Pandas Python Tutorial: Learn Pandas and Python in stages
Pandas Python Tutorial: Learn Pandas and Python in stages
The first tutorial is using the Titanic data set. It is an Excel file called titanic3.xls. The only tab is called titanic3.
The questions we use for this tutorial are based on the titanic3 dataset, which can be found here
Note: At PandasZoo we use single quotes for our answers.

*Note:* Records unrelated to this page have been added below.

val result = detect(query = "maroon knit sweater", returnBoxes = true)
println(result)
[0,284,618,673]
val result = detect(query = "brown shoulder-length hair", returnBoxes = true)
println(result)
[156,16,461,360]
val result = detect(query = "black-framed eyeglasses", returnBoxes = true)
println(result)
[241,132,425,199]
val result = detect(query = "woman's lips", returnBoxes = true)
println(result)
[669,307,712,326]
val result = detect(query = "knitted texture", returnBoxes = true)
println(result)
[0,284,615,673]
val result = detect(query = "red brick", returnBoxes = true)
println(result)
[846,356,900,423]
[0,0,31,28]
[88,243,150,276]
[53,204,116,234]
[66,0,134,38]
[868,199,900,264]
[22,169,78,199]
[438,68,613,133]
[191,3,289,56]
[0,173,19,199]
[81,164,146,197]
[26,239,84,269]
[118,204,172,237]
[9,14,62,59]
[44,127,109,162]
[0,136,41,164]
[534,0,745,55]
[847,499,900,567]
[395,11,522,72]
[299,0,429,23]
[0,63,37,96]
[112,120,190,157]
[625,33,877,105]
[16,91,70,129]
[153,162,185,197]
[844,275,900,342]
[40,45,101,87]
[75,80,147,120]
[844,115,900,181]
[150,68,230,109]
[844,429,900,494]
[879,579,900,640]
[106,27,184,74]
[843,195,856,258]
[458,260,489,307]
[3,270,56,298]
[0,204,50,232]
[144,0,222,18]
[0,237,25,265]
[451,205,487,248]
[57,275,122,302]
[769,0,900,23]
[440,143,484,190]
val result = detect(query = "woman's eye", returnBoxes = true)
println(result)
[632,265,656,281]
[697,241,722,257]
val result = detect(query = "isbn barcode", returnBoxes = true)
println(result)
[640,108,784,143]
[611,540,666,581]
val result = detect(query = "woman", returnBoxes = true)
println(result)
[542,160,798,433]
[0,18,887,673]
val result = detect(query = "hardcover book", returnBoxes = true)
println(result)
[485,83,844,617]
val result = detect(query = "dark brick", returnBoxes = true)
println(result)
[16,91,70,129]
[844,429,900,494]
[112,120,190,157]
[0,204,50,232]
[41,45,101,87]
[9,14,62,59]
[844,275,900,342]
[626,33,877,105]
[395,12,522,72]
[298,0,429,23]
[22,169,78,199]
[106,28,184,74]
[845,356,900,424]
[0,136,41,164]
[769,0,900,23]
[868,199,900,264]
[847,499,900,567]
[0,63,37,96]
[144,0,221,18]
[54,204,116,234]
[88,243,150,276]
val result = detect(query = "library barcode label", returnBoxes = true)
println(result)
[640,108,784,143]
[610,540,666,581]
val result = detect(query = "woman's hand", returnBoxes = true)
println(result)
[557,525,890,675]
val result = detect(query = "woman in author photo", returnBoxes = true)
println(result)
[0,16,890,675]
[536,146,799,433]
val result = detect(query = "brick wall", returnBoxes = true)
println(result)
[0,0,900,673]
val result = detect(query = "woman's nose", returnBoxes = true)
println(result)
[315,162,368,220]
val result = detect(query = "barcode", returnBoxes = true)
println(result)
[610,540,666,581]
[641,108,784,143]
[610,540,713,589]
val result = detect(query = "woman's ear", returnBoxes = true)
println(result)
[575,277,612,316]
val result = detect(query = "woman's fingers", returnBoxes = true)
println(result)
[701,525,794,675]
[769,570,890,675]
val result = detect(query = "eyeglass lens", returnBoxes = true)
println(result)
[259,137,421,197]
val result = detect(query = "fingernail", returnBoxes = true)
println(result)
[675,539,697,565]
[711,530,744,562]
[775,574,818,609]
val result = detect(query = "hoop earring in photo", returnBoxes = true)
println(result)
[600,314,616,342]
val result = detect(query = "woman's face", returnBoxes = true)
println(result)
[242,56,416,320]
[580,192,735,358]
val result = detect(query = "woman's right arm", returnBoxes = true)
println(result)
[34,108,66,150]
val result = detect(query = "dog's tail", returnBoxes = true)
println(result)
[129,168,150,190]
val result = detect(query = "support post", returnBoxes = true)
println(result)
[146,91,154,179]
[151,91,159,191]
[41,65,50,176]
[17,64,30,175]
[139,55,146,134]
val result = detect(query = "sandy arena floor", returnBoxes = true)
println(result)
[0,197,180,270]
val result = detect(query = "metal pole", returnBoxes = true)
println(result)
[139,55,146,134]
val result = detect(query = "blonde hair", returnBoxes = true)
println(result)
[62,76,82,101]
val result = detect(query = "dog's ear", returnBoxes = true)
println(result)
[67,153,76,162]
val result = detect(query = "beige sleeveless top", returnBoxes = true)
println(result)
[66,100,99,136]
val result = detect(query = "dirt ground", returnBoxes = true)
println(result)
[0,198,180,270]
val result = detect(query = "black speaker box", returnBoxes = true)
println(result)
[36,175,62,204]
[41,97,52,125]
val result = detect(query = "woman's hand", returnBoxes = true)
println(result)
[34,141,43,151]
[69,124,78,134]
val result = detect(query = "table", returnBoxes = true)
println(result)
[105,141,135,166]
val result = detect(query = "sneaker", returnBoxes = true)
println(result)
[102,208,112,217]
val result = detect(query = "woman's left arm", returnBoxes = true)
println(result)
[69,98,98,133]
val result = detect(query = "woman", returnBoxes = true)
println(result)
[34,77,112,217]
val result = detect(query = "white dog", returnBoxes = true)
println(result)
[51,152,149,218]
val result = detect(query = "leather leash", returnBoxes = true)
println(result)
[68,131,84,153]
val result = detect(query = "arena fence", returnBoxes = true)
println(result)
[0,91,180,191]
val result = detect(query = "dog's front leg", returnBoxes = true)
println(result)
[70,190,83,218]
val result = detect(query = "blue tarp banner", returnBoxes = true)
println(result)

This is a sample of what the titanic3 data set looks like:
pclass | survived | name | sex | age | sibsp | parch | ticket | fare | cabin | embarked | boat | body | home.dest | |
---|---|---|---|---|---|---|---|---|---|---|---|---|---|---|
0 | 1 | 1 | Allen, Miss. Elisabeth Walton | female | 29.0000 | 0 | 0 | 24160 | 211.3375 | B5 | S | 2 | NaN | St Louis, MO |
1 | 1 | 1 | Allison, Master. Hudson Trevor | male | 0.9167 | 1 | 2 | 113781 | 151.5500 | C22 C26 | S | 11 | NaN | Montreal, PQ / Chesterville, ON |
2 | 1 | 0 | Allison, Miss. Helen Loraine | female | 2.0000 | 1 | 2 | 113781 | 151.5500 | C22 C26 | S | NaN | NaN | Montreal, PQ / Chesterville, ON |
3 | 1 | 0 | Allison, Mr. Hudson Joshua Creighton | male | 30.0000 | 1 | 2 | 113781 | 151.5500 | C22 C26 | S | NaN | 135.0 | Montreal, PQ / Chesterville, ON |
4 | 1 | 0 | Allison, Mrs. Hudson J C (Bessie Waldo Daniels) | female | 25.0000 | 1 | 2 | 113781 | 151.5500 | C22 C26 | S | NaN | NaN | Montreal, PQ / Chesterville, ON |
Import the Pandas module.
Hint: We put in an example answer that you should try typing in.
Import the NumPy module.
Import the matplotlib.pyplot module.
Read in the titanic3.xls data set. The only tab is called titanic3. Make sure NAs are labeled 'NA'.
When you read in the dataframe, call it titanic_df. Also, make sure index_col is set to None.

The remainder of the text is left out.